At the same time, this push into baseball betting will come with rules and procedures within the game that will impact everything from official scoring to when and how teams can release lineups each day.
Last May, the U.S. Supreme Court ruled that all 50 states, not just Nevada, should be allowed to adopt legal sports betting. Since then, according to an ESPN gambling-bill tracker, Rhode Island, New Jersey, Pennsylvania, Delaware, West Virginia, Mississippi and New Mexico have approved full-scale legal sports betting.
New York and Arkansas are about to join them, and 29 other states, including California, have bills in the hopper.
Every spring, Major League Baseball security officials visit the 30 teams to warn players about potential scams, associating with the wrong people, staying safe on the road, the evils of drugs and such.
When the Giants had their meeting last week, the gambling issue was front and center.
“They led with that,” second baseman Joe Panik said. “When they lead with that, they know that’s what people will pay attention to. They always go over Rule 21. This time they talked a little bit more about gambling and paying attention to people you deal with and outside influences.”
Rule 21 is an outgrowth of the edict that Landis handed down in 1921 when he banned for life eight members of the 1919 Chicago White Sox for throwing the World Series against the Reds at the behest of gamblers. Team owners had hired Landis as the first commissioner, with unlimited powers, to clean up the game and restore its reputation.
Rule 21 not only forbids anyone connected with Major League Baseball from betting on games, which got Pete Rose banned for life in 1989, it also spells out punishment for players who throw games or do not give their best effort.
A hundred years ago, gamblers sidled up to players in hotel lobbies and back alleys to make their moves. Now, with instantaneous global communications, the opportunity for abuse is limitless.
Giants coaches and officials have not been briefed on all the new regulations, but they learned they now must submit their lineups to Major League Baseball for review at least 15 minutes before they are released to the press and public.

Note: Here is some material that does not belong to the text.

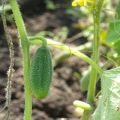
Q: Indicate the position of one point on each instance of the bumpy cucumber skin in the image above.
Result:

“We are updating a number of our procedures to reduce integrity risks associated with the expansion of sports betting in light of the Supreme Court’s ruling last May,” the league said in a statement. “One new procedure is that we now ask clubs to submit starting lineups in a uniform fashion in order to reduce the risk of confidential information being ‘tipped.’
“This approach mirrors those of international sports leagues in more developed betting markets.”
One avenue for abuse is official scorers, who decide between hits and errors, wild pitches and passed balls, and other stuff that can affect over-under betting on a team’s hits, wagers on a hitter’s or pitcher’s statistical performance in any given game or even prop bets on odd scoring decisions that could occur.
Major League Baseball has professionalized official scoring and standardized training in recent years for reasons that go beyond gambling. However, sources say screening of candidates is being tightened and scorers are being kept apprised of new policies they must follow.
Baseball’s agreement with Sportradar comes with “sports integrity” services.
“Sportradar will be monitoring and analyzing every MLB game via its award-winning fraud detection system and providing MLB with educational components, as well as access to its intelligence and investigations services,” the league’s news release said.
In other words, Sportradar will run millions of bits of betting and game data through its algorithms to ferret out anything that does not look kosher.
Are daily injury reports next? The NFL issues them partly to provide uniform information for bettors.
For this year, no.
Will ballclubs be required to announce starting pitchers by a certain time, including the use of openers, to keep things on the up and up?
Giants coaches don’t know, but they hope to find out before the season begins.